Factoring out $\mathbf{S}_{t-1}$ on the right, we arrive at a familiar formula:

$$ \mathbf{S}_t = (I - \alpha \mathbf{k}_t \mathbf{k}_t^T) \mathbf{S}_{t-1} + \alpha \mathbf{v}_t \mathbf{k}_t^T $$

This is precisely the Delta Rule. The “erase” and “write” operations are not just an intuitive idea; they are the direct mathematical consequence of performing one step of gradient descent on the fast weights to learn the new key-value association.

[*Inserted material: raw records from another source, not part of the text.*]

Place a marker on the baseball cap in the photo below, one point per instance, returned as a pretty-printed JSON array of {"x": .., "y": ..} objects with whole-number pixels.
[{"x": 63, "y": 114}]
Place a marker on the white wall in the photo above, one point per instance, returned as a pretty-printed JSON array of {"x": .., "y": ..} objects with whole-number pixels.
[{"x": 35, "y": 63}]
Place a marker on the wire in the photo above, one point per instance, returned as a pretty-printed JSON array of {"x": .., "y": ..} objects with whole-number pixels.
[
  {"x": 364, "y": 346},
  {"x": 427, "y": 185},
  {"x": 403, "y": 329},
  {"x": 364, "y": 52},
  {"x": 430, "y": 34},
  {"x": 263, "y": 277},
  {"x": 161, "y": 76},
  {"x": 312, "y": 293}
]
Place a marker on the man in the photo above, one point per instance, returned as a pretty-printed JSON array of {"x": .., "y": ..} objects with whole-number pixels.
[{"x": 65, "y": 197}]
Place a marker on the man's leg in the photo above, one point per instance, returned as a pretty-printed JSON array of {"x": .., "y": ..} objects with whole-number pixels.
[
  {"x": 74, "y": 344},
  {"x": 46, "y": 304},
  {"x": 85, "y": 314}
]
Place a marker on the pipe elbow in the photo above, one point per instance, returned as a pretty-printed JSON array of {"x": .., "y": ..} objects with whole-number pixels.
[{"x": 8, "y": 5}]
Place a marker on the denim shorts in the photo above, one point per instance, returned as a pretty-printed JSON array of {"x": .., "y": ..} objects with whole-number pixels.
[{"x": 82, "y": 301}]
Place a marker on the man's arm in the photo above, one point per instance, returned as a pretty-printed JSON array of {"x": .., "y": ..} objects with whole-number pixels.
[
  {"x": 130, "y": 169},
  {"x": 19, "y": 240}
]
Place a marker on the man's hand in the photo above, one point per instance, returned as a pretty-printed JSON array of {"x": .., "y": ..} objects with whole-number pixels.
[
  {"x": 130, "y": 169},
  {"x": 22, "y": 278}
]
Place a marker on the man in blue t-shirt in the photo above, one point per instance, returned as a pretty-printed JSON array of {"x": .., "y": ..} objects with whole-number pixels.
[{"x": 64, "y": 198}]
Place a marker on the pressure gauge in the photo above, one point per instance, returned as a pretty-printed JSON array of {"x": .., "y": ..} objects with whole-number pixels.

From Delta Rule to RWKV-7’s Full Power

RWKV-7 takes this foundational principle and generalizes it for maximum expressivity:

Global Forgetting: It introduces the per-channel decay diag(w_t), combining the gradient descent update with a mechanism to forget information globally over time.
Vector-Valued Learning Rate: The scalar learning rate $\alpha$ is promoted to a data-dependent vector $\mathbf{a}_t$. This allows the model to learn how much to update for each feature channel independently.
Decoupled Keys: The key used for calculating the error gradient (the “erase” key, $\kappa_t$) is decoupled from the key used for the value to be written ($\mathbf{k}_t$). This adds another layer of flexibility.

Combining these gives us the full RWKV-7 state transition matrix $\mathbf{G}_t = \text{diag}(\mathbf{w}_t) - \kappa_t^T (\mathbf{a}_t \circ \kappa_t)$.

This re-framing is critical. A Transformer learns a static function for processing data. RWKV-7 learns a learning algorithm (the slow weights) that it then executes during the forward pass to rapidly program a temporary, specialized linear model (the fast weights) perfectly adapted to the immediate context. It is a model that learns how to learn, and this meta-learning capability, derived from the mathematics of online gradient descent, is the ultimate source of its power and expressivity.